All vacations end. I know they do and you know that they do. We always try to cram so much enjoyment into such a small time frame that the memories that you come away with last for a long time. This vacation was no different. The only thing different is that I had to drive 18 hours again, (actually more this time) and I got home on Tuesday and have to go back to work on Wednesday. I so want to go on more adventures!!! I guess I will have to wait for a Sunday for that.
Anyway, the last day was sort of bittersweet. Sterling and Cryslynn decided that they would go on a small hike with me so we went to go see a waterfall and some mining ruins because I knew for sure that Sterling would like them. We made our way to the Nonesuch mine. Once upon a time there was actually a town where now there is nothing but a pretty meadow. There were people were now only animals and insects walk. Well, and hikers that want a bit of history. The mine is gone and only foundations and a shaft of some sort remain. It made me wonder where the people went. Did they just leave? Did they move to another town? Where did the rest of their buildings go? I am guessing that because it was so many years ago the town has long since been removed.
The walk in was quiet as we made our way through the meadow. As we got closer to the mine you could hear the waterfall letting you know that you were in the right place.
Later that evening, after I had jumped quickly in Lake Superior, my husband took a walk on the beach with me. All in all, that simple walk was probably my favorite part of the entire trip. I love my husband and it is easy to get so lost in life that you forget why you fell in love with that person in the first place. We just walked and talked and even laughed a bit. I snapped this picture of him without him knowing.
At one point I looked back and there were our footprints.

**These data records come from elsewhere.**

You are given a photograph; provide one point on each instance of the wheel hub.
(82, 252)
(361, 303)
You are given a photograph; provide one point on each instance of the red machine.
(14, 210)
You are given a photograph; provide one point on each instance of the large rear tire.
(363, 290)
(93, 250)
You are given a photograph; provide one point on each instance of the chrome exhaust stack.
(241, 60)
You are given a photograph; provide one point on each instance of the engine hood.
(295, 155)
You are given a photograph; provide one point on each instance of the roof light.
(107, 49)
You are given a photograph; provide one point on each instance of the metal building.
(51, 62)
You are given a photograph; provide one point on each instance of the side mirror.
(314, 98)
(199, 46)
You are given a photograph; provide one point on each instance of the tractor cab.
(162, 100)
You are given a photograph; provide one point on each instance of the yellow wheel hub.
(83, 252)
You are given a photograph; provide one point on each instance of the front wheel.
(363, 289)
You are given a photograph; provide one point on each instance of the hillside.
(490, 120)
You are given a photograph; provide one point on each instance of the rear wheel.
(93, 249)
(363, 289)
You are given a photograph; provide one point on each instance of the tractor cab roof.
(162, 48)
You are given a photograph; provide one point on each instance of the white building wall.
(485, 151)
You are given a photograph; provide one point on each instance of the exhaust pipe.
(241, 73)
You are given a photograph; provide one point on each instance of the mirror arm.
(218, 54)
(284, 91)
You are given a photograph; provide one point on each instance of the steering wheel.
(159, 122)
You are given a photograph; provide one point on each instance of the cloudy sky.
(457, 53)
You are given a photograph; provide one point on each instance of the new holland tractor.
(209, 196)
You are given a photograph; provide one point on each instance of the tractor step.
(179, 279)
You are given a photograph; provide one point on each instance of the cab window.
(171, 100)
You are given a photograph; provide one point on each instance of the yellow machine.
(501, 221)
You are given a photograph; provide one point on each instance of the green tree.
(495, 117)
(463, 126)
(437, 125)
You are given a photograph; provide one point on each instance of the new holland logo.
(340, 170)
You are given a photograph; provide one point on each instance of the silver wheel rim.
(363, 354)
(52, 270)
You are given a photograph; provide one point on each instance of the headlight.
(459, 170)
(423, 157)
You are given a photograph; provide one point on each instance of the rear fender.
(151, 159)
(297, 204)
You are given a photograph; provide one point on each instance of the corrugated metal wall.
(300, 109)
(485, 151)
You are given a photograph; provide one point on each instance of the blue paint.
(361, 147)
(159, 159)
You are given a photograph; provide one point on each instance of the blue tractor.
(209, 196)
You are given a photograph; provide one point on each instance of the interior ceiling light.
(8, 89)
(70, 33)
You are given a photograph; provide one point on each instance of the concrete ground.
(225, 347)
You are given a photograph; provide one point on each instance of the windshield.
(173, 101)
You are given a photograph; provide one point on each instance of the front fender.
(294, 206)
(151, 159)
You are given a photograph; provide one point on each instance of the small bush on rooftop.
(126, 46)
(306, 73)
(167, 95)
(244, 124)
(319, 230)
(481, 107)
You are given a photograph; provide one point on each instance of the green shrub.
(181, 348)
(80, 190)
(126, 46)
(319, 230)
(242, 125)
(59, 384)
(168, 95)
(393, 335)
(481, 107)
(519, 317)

I thought to myself how very much like our life those footprints are. We have walked a long way together and most of the time it has been side by side. We may struggle at times and he may have to hold me up and there are times when I hold him up but if you look back at the path we have taken you would find both our footprints together from the beginning. I don’t know where our long walk will end but I know that we will walk side by side until one of us can’t go on anymore and is called home. I have been lucky in that I have a good partner to walk with. One that puts up with my craziness and one that loves me with his whole heart. I only wish he really understood how much I truly love him. I am so truly blessed to have people around me that fill my heart to bursting. Each day I find new reasons to love them more. Each day I get to experience this life with them. Each night I get to go to sleep knowing that I am doing what I was made to do…loving my family with everything I have. I may sound silly, but only by giving everything of yourself can you feel truly fulfilled with your life. I have no regrets in my life…none. If my walk ended tonight I would go home knowing that I lived my life to the fullest, I loved with my whole heart and I tried my best to be a good person to everyone I met.
The last day in the UP was filled with laughter and love. Yes, I didn’t want it to end, but it had to as all things do. I am home now and life continues on. I know I will hear the sound of the Lake in my dreams and remember the feeling of rappelling down the mine shaft when I am doubting myself. I know that I will return soon just as I know that there are more Sunday Adventures waiting for me here in Mississippi. I know that I want to live my life, not just be a bystander as it passes me by. I hope that each one of you live your lives too. You get one shot at this life, may as well shoot for the moon and aim for the stars, you never know what memories you will be left with.